If you think ANY coach can take a team as far as Belichick has by video taping some defensive signals and then trying to sort out what the real signal was and who the real signal caller was then I've got a nice used bridge you'd be interested in. The team stated any allogations of a walk thru taping are absolutely false and I intend to stand by my team. We'll see what comes out but you might want to think about what to cry about next should Walsh not produce a walk thru tape. :boohoo:
After reading the Agt. itself last night, some thoughts:
1. It's clear that both sides contemplate Walsh having tapes--there's no doubt about that now;
2. Section 1(a) also contemplates the idea that Walsh may have given materials to others and needs to get that back--Tomasse perhaps, or some third party to back his story up to Tomasse so that the Herald could run the story without fear of being sued? A journalist on the Bills board says that this would not be unheard of, actually;
3. Under 1(b), and as has been reported elsewhere, it looks like Walsh can talk to third parties about what he's turning over, but there are restrictions on his ability to let others see his lawyer's copy of the materials he gets to keep (at least for a little while--there's another provision saying he needs to turn those materials over to the League at some point);
4. Under section 2 Walsh will be talking to the NFL not just about videotaping, but also about "any other violations" of which he has personal knowledge (audiotaping perhaps? like the fact that the Pats had two extra frequencies on their headsets than the three the NFL allows--gee, I wonder what the other two were for?);
5. The possibility of Congressional hearings is contemplated in section 3(a);
6. What to me may be the most important nugget here is also in 3(a), namely the Agt. goes into detail on when Walsh was presumed to be working for the Pats and actions he took will be presumed to be their actions--including taping activities relating to Pats games (the "Covered Videotaping Action" defn.) It then goes on to say that things outside those listed activities (which, to my reading, may arguably not include taping a Rams practice) need to be proved by Walsh to have been Pats actions by a preponderance of the evidence.
The fact that this is even in here leads me to even more strongly suspect that on May 13 among the items turned over will be a SB 36 walkthrough tape.
7. I also found thr section on rehabilitating reputations (4(b)) interesting, but am not quite sure what's contemplated by it.
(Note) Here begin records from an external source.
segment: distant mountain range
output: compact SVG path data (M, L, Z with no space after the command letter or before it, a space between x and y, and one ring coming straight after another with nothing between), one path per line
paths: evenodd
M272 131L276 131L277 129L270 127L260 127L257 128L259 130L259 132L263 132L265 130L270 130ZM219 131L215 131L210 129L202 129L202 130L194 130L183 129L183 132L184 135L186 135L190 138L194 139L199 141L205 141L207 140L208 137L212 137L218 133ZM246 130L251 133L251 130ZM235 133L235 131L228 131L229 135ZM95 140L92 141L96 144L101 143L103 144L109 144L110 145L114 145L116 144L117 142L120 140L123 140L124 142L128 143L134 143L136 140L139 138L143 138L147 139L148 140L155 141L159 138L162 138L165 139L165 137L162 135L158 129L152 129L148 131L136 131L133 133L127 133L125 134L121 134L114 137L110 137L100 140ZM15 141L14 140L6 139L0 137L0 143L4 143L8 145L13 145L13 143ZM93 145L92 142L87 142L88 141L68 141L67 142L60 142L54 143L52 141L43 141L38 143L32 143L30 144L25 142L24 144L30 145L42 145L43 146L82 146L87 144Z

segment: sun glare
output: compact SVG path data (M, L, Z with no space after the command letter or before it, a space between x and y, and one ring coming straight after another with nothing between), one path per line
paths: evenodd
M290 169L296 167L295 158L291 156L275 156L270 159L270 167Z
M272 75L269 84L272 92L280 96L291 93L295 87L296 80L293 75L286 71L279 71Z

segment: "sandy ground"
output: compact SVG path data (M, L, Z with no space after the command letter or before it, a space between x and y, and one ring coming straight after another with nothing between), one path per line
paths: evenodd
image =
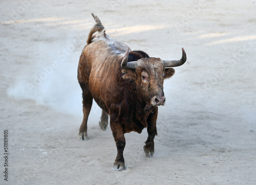
M1 1L0 184L256 184L256 2ZM126 168L98 126L77 140L79 57L93 25L152 57L187 61L164 83L155 153L125 135ZM8 181L4 130L8 130Z

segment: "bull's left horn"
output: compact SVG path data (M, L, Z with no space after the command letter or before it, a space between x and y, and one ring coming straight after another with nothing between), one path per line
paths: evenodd
M182 50L182 57L179 60L163 60L164 68L177 67L183 64L187 60L187 56L186 53L184 50L183 48Z
M129 58L129 52L130 48L128 47L127 51L124 54L124 56L123 58L122 62L121 62L121 66L125 69L131 70L133 68L136 68L138 67L138 62L137 61L133 62L128 62L128 58Z

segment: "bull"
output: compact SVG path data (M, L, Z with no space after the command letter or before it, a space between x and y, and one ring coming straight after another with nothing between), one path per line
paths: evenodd
M175 70L171 67L185 63L186 56L183 48L179 60L162 60L150 57L141 51L131 51L124 43L110 38L98 17L92 15L96 24L90 31L78 67L83 113L78 138L88 139L87 121L94 99L102 109L99 122L102 130L106 130L110 117L117 149L112 169L122 170L125 133L140 133L147 127L144 151L147 157L153 155L158 106L165 103L163 81L174 75ZM98 33L94 34L96 32Z

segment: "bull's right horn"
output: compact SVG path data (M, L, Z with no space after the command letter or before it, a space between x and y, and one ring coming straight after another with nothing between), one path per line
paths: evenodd
M138 62L137 61L134 61L132 62L128 62L128 58L129 58L129 52L130 48L128 47L127 51L124 54L124 56L123 58L122 62L121 62L121 66L125 69L131 70L138 67Z
M182 57L179 60L163 60L164 68L177 67L183 64L187 60L187 56L186 53L184 50L183 48L182 50Z

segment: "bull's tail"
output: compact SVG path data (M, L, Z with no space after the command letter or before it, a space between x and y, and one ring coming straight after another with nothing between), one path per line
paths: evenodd
M99 33L101 32L104 30L104 27L103 26L101 22L97 16L94 15L93 13L92 13L92 15L95 20L96 24L92 28L91 31L90 32L89 35L88 36L88 39L87 39L87 42L88 44L92 42L92 40L94 38L95 36L93 36L93 34L96 32L98 31Z

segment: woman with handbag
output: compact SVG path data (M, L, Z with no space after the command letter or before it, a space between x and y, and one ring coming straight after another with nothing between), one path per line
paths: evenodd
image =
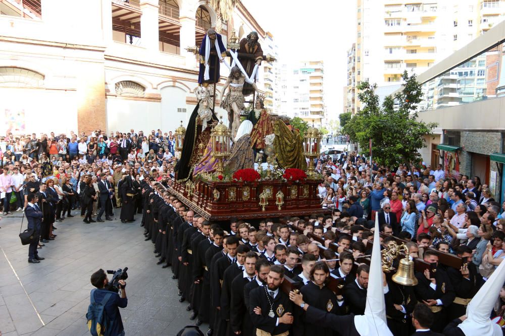
M91 215L93 213L93 203L96 200L96 192L93 186L91 176L88 175L84 177L84 182L86 185L83 194L83 203L86 209L86 216L82 221L89 224L95 222L91 218Z

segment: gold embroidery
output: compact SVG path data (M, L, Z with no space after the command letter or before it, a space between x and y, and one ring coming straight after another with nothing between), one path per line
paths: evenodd
M333 309L333 303L331 302L331 300L328 300L328 303L326 304L326 310L328 310L328 312L331 311L331 310Z
M279 306L277 307L277 310L276 311L277 313L277 316L280 317L282 316L282 313L284 313L284 307L282 305L280 304Z

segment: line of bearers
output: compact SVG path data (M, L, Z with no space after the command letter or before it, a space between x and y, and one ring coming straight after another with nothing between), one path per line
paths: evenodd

It is pretty powerful, however, due to the statement that it trumps the rest of the Agt.
For those of you Pats fans taking comfort from the Pats strong denials--go back and re-read that denial. They say that the "NE Patriots" didn't tape the walkthrough--that will be their argument, it was Walsh as a lone gunman. And the rest of world outside New England will have a good old laugh at that, I suspect, as will the Commissioner (see the article from the AP tonight saying that Goodell has said that a SB tape is a different animal entirely from what they were punished for in the fall). As noted before, in that case, my suspicion is that BB may have coached his last NFL game and the loss of a first round draft pick this year will be made to look like a slap on the wrist.
I originally thought that the announcement of an Agt. yesterday may be to the Pats benefit when I saw the timing of this--i.e., if they're doing all this this week, the week of the draft, then the League thinks Walsh has nothing. But when the fact that they plan to do this in the NFL season "dead zone" of the period between the draft and spring training, I now think just the opposite. The delay here IMHO has been the NFL trying to position what they know to be a smelly problem into a media period when it will do them the least harm.
Mr. NFLFan, weren't you one of the folks saying this would all get buried? Well, perhaps not, huh?